Jimmy and Lyle thought alike about a lot of things. “What would happen if they turned around to reload their guns, and presto! the ammo was gone,” said Jimmy. “Just frigging gone. That’s what we do. We replenish the ammo pile.”
A Merry Maid regular named Lily De Luca pushed her prom queen hair back over her shoulder to expose the fullness of her pink sweater and said, “Heck, people can convince themselves of all kinds of things.”
Lily worked as a bookkeeper at McKnight’s Chicken Farm, and despite the tight pink sweater and her breathy renditions of “Desperado,” she thought of herself as one of the guys.
“We’re not convincing ourselves, Lily,” said Jimmy.
“Become convinced, then,” said Lily. “People can become convinced.”
“We didn’t become convinced. You make it sound as if we sit around waiting for opinions to fly in and out of our heads. We always thought this way, didn’t we Lyle?”
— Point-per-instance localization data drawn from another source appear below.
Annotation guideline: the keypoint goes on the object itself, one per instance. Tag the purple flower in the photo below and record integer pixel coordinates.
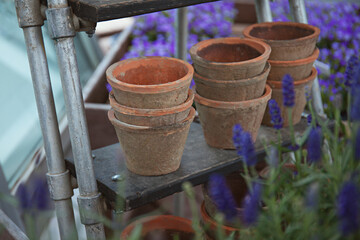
(108, 87)
(357, 145)
(314, 143)
(222, 196)
(247, 150)
(352, 65)
(275, 114)
(312, 196)
(237, 131)
(288, 91)
(309, 119)
(251, 205)
(348, 208)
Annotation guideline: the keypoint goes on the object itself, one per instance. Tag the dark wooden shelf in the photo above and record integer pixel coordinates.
(102, 10)
(198, 162)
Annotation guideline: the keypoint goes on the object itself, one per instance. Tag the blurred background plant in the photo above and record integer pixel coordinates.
(339, 22)
(313, 193)
(154, 34)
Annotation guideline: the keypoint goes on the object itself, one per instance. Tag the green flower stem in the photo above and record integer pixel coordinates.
(189, 191)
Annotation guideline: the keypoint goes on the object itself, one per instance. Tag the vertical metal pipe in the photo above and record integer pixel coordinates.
(62, 30)
(263, 11)
(181, 25)
(49, 126)
(298, 11)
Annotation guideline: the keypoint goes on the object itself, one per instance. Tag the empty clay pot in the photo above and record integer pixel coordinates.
(300, 88)
(161, 227)
(152, 117)
(218, 118)
(229, 58)
(152, 151)
(232, 91)
(288, 40)
(150, 82)
(298, 69)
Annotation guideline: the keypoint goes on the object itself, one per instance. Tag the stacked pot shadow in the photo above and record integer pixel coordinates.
(293, 52)
(151, 111)
(230, 79)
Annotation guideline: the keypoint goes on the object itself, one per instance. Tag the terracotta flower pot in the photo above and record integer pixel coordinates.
(152, 117)
(218, 118)
(161, 227)
(152, 151)
(298, 69)
(212, 225)
(229, 58)
(232, 91)
(300, 99)
(288, 40)
(150, 82)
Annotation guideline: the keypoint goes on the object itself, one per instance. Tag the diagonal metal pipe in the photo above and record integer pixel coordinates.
(62, 31)
(58, 177)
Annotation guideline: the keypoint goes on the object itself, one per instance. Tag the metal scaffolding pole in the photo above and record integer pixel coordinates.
(298, 11)
(62, 31)
(58, 177)
(181, 25)
(263, 11)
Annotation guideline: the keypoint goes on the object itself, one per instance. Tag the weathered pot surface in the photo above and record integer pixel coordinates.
(161, 227)
(229, 58)
(152, 151)
(150, 82)
(152, 117)
(288, 40)
(300, 88)
(298, 69)
(232, 91)
(218, 118)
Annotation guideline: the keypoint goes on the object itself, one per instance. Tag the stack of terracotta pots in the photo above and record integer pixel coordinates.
(293, 52)
(230, 79)
(151, 111)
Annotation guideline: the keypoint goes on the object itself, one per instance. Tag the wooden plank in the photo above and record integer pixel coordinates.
(198, 162)
(102, 10)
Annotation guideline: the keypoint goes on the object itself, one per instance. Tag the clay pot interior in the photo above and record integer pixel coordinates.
(280, 32)
(221, 52)
(156, 71)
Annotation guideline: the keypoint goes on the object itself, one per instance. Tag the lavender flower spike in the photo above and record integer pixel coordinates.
(247, 149)
(221, 195)
(351, 66)
(275, 114)
(314, 145)
(251, 205)
(357, 145)
(288, 91)
(348, 208)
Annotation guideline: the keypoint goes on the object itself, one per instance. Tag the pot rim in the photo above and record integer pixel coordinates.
(315, 34)
(239, 81)
(232, 105)
(250, 42)
(302, 61)
(151, 112)
(129, 127)
(154, 88)
(278, 84)
(151, 222)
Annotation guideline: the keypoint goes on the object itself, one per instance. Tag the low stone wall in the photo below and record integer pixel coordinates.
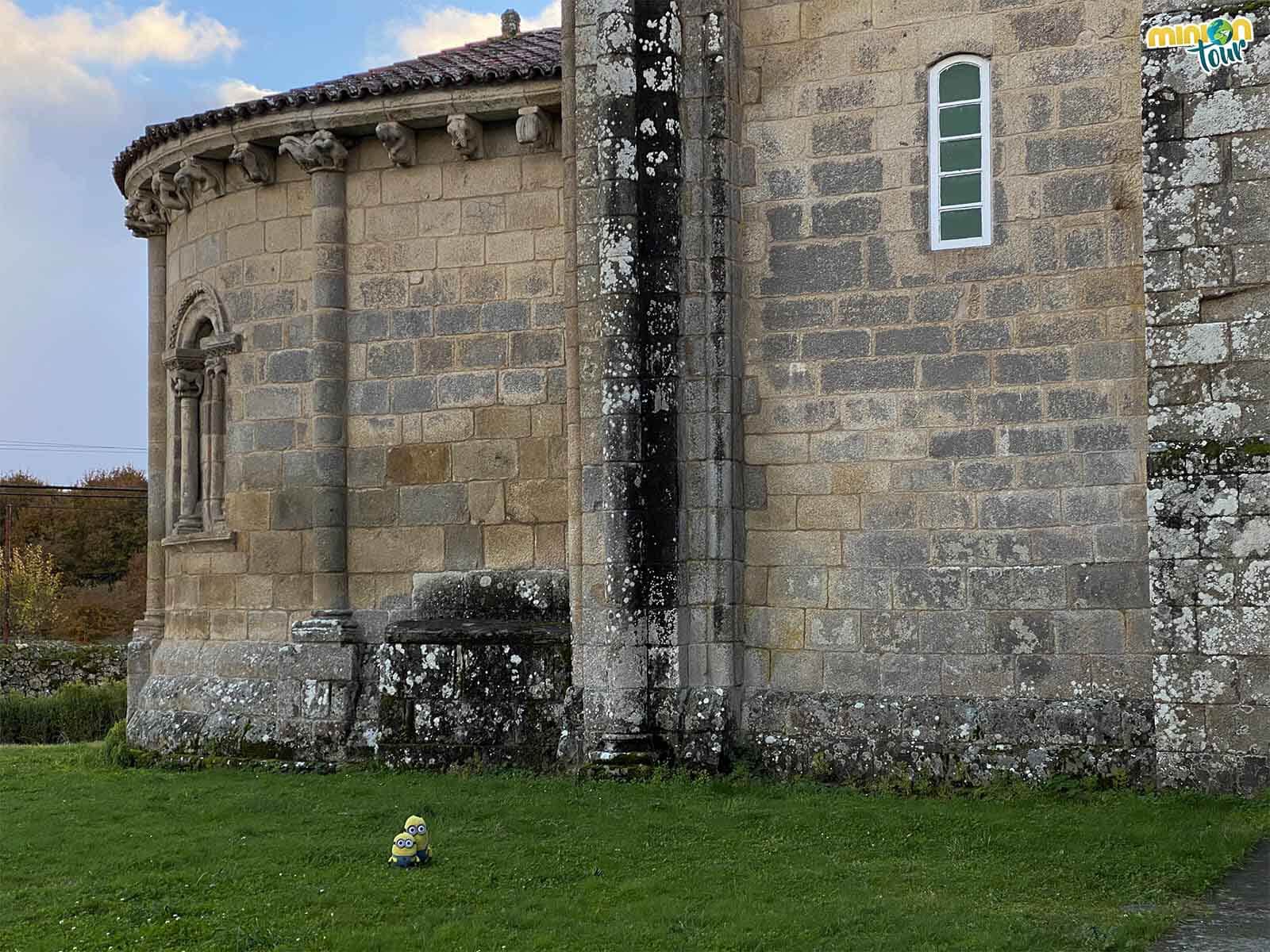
(42, 666)
(964, 740)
“Yeah,” said Lily. “You were born knowing — a real know-it-all.”
“We looked at the facts and assessed them. Or is that a concept that’s too advanced for people who work with chickens all day?”
“Notice that it’s the hens that are useful,” said Lily. “Do you know what happens to the cocks?”
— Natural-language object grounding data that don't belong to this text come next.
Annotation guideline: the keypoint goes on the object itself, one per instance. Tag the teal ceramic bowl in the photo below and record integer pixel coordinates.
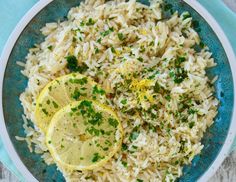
(217, 139)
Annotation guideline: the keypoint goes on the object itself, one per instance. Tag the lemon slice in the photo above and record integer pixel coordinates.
(84, 135)
(62, 91)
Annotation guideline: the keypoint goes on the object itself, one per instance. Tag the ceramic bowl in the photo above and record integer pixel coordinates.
(216, 140)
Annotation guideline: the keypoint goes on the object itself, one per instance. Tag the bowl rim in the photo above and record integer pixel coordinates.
(42, 4)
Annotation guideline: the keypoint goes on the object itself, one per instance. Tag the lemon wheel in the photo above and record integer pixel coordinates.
(84, 135)
(62, 91)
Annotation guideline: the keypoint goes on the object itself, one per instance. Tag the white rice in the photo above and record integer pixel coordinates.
(181, 111)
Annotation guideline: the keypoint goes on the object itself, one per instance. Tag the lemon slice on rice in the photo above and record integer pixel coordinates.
(84, 135)
(62, 91)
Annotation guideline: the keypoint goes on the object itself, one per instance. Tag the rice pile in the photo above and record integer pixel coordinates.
(154, 78)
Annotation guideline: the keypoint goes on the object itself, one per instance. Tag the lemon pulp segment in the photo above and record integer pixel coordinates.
(84, 135)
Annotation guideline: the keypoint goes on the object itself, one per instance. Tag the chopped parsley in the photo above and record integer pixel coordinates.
(90, 22)
(178, 75)
(186, 15)
(76, 95)
(99, 40)
(96, 90)
(96, 157)
(121, 36)
(124, 147)
(96, 119)
(81, 81)
(93, 131)
(72, 65)
(45, 111)
(167, 7)
(140, 59)
(168, 97)
(123, 101)
(113, 50)
(55, 104)
(113, 122)
(133, 136)
(96, 50)
(125, 164)
(191, 125)
(107, 32)
(50, 48)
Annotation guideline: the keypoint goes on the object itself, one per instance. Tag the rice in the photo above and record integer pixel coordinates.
(156, 82)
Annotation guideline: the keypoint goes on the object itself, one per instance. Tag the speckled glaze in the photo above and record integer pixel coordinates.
(15, 83)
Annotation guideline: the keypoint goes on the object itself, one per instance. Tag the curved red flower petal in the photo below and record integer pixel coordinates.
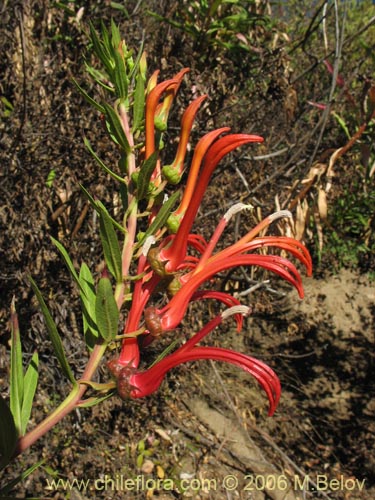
(147, 382)
(174, 311)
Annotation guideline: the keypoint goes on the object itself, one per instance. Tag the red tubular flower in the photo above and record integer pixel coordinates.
(171, 315)
(175, 253)
(134, 384)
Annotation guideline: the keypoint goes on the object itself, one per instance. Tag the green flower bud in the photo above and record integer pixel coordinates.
(172, 175)
(173, 223)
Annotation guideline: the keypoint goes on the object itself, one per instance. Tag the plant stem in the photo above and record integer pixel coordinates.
(66, 406)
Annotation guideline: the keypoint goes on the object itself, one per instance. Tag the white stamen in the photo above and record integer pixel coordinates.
(150, 240)
(280, 214)
(240, 309)
(234, 209)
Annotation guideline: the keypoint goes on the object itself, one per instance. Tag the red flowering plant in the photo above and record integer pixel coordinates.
(155, 264)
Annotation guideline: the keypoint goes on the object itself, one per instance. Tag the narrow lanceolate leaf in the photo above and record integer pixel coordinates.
(114, 127)
(53, 334)
(68, 261)
(139, 103)
(8, 434)
(99, 47)
(110, 244)
(88, 299)
(30, 383)
(145, 173)
(16, 370)
(102, 164)
(162, 215)
(107, 315)
(7, 488)
(120, 76)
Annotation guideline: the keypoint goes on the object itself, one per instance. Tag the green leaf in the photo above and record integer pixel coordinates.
(107, 314)
(111, 247)
(68, 261)
(120, 76)
(30, 383)
(88, 299)
(16, 371)
(8, 434)
(99, 47)
(145, 173)
(89, 99)
(119, 6)
(88, 403)
(114, 127)
(53, 334)
(9, 487)
(139, 103)
(101, 164)
(161, 217)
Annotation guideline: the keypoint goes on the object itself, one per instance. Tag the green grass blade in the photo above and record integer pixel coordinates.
(30, 384)
(115, 128)
(88, 299)
(12, 484)
(16, 370)
(8, 434)
(107, 314)
(111, 247)
(53, 334)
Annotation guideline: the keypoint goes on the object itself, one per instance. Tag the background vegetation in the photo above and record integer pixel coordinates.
(299, 73)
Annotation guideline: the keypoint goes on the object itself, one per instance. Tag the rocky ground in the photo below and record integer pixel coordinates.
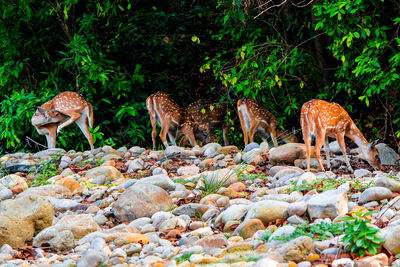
(211, 205)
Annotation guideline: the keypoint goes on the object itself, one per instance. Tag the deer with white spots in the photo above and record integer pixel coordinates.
(168, 114)
(63, 110)
(256, 120)
(322, 119)
(203, 117)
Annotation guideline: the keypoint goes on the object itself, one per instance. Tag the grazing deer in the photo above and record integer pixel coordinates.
(168, 114)
(204, 117)
(256, 120)
(322, 120)
(64, 109)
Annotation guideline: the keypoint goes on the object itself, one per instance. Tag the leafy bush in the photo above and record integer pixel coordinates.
(360, 236)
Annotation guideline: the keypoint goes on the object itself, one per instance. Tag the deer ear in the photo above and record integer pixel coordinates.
(373, 144)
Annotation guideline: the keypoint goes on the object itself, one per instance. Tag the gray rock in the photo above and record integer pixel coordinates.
(141, 200)
(161, 180)
(328, 204)
(268, 210)
(297, 249)
(49, 152)
(21, 218)
(362, 173)
(91, 258)
(374, 193)
(191, 209)
(233, 213)
(386, 154)
(251, 146)
(136, 164)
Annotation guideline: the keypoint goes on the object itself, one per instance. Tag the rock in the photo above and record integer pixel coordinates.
(232, 213)
(392, 184)
(210, 148)
(91, 258)
(329, 204)
(297, 208)
(391, 235)
(48, 152)
(281, 232)
(69, 183)
(161, 180)
(21, 218)
(250, 147)
(386, 154)
(188, 170)
(253, 156)
(297, 249)
(362, 173)
(101, 175)
(308, 177)
(136, 164)
(58, 239)
(288, 153)
(378, 260)
(267, 210)
(374, 193)
(13, 180)
(191, 209)
(214, 241)
(49, 190)
(141, 200)
(80, 225)
(247, 228)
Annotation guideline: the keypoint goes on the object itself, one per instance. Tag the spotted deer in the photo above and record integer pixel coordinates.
(207, 117)
(256, 120)
(63, 110)
(164, 111)
(322, 119)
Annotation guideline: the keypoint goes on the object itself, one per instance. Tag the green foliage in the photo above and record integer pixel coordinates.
(360, 236)
(320, 231)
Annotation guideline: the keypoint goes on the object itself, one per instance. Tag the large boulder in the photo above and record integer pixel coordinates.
(21, 218)
(328, 204)
(288, 153)
(141, 200)
(161, 180)
(267, 210)
(101, 175)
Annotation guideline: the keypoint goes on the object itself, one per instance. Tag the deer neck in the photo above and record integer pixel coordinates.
(355, 134)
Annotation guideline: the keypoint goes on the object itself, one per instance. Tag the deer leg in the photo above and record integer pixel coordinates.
(244, 130)
(83, 124)
(164, 130)
(273, 137)
(328, 154)
(73, 117)
(224, 131)
(252, 131)
(319, 141)
(342, 145)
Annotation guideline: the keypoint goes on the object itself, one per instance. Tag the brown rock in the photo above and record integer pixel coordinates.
(69, 183)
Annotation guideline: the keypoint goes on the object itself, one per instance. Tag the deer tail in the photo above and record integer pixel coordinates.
(90, 117)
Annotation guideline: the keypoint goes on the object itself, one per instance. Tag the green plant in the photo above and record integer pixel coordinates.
(320, 231)
(183, 257)
(360, 236)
“I know what happens to one of them,” said Jimmy, but Lily ignored him.
“At egg farms, anyway, the roosters are suffocated or ground up live because they’re not useful. Not a use for them in the world.”
The two went on in that fashion for a while, but Lyle was happy just to sit and soak up the atmosphere: the polished bar, the crazed mirror in which he could see his new aviator glasses pushed up on top of his head, the television screen showing a mild-mannered weapons inspector getting drowned out by the talk show host, the smell of old beer, Lily’s gravelly voice, and the row of regulars with drooping, bloodshot eyes. It was a new world for Lyle, who had gone straight from camping out at the Sterlings’ dinner table to being married to Maggie. He had never been in the thick of it before, and suddenly, here he was, going mano a mano with people in a bar. Maybe he wasn’t missing a leg after all, or maybe it was growing back.